The story of salvation recorded in the Bible is the story of our feckless flight from God, and of his lovingly and determinedly pursuing us. In the Old Testament, God chooses a people, from among all the nations of the earth, to be his special possession. He cultivates a relationship with them and they come to know him not merely as a god among all the gods of the nations, but as a benevolent and merciful Father, who keeps them in his care, who guides them, and who vindicates them in the presence of those who would enthrall them.

 

But throughout the history of God’s provident care for Israel, there was in the background God’s promise to Abraham: that God was indeed not merely one national god among many, but that his purposes extended to blessing the whole creation through the seed of Abraham, that there should “come forth a shoot from the stump of Jesse, and [that] a branch [should] grow out of his roots.” Uniquely among the religions of the world was the idea among the Hebrews that the objective of the God who dwelt in Zion, was the sanctification of ALL people, and the renewal of the face of the whole earth.

 

And so in the fullness of time, Jesus was born of a Virgin, and in him a mystery hidden since the foundation of the world was made known: that God’s object in renewing the face of the earth was the enlargement of God’s dominion of LOVE. For what we find in the face of Jesus is the eternally beloved of God, his only-begotten Son.

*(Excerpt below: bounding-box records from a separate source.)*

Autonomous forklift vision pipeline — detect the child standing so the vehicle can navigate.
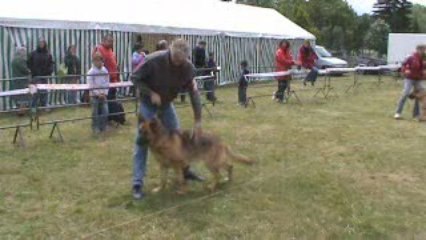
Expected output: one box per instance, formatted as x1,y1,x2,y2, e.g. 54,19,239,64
87,52,109,134
238,60,250,106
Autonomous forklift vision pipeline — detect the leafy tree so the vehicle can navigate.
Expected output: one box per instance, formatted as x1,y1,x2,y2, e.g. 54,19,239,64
373,0,413,33
412,4,426,33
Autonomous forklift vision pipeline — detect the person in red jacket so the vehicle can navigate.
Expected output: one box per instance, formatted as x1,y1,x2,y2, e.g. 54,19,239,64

And so we discover in Christ the mystery of God not merely as the transcendent – and therefore supremely distant – otherness with whom men yet have ritual dealings; but also, and more importantly, we discover an eternal communion of love, mutuality, and self-gift. And we find, uniquely among all the religions of the world, that God does not demand propitiation for our offenses, but that he has pursued us in mercy, and that his unforeseen, unknown, and unknowable plan from before the ages, was to UNITE US TO HIMSELF, to pour out his own inner life on the world of men, a world which had turned away from him, toward death, because of man’s pride.

 

And so the third term of the Godhead – the Holy Spirit – was made known through the coming of the eternal Son. The Holy Spirit, being the very mutuality of Father and Son, the very communion of love in which Father and Son abide with one another in a single essence from all eternity; this Holy Spirit was poured out on the world at the consummation of the Son’s ministry in the flesh. For through the cross, human nature is inextricably bound to divine nature in the one flesh of Jesus Christ: WHO WE ARE is eternally knit together with WHO GOD IS.

 

Because our nature has been brought into the communion of the Godhead, the term of that communion has been unleashed, as it were, on mankind. We have “gained access” to the love that God is, through the blood of the cross. As Paul says: “through him we both have access in one Spirit to the Father” (Ephesians 2.18).

 

Because of the coming of the Son in the flesh and the reconciliation he wrought on the cross, God has been fully disclosed, and this full disclosure is the mystery of Pentecost, the pouring out of His Spirit “on all flesh”. So we now live in the dispensation of the Spirit, and have “received power” from on high – to do what was never really possible for men: to do good, to forgive one another, and to die such that we live. Thanks to grace, the knowledge of God is possible. And through the power of the Spirit, we have been given power from on high, to transcend the domination of the world, the flesh and the devil, and find life abundant in the communion of the triune God…

 

…to whom be endless glory: Father, and of the Son, and of the Holy Spirit. Amen.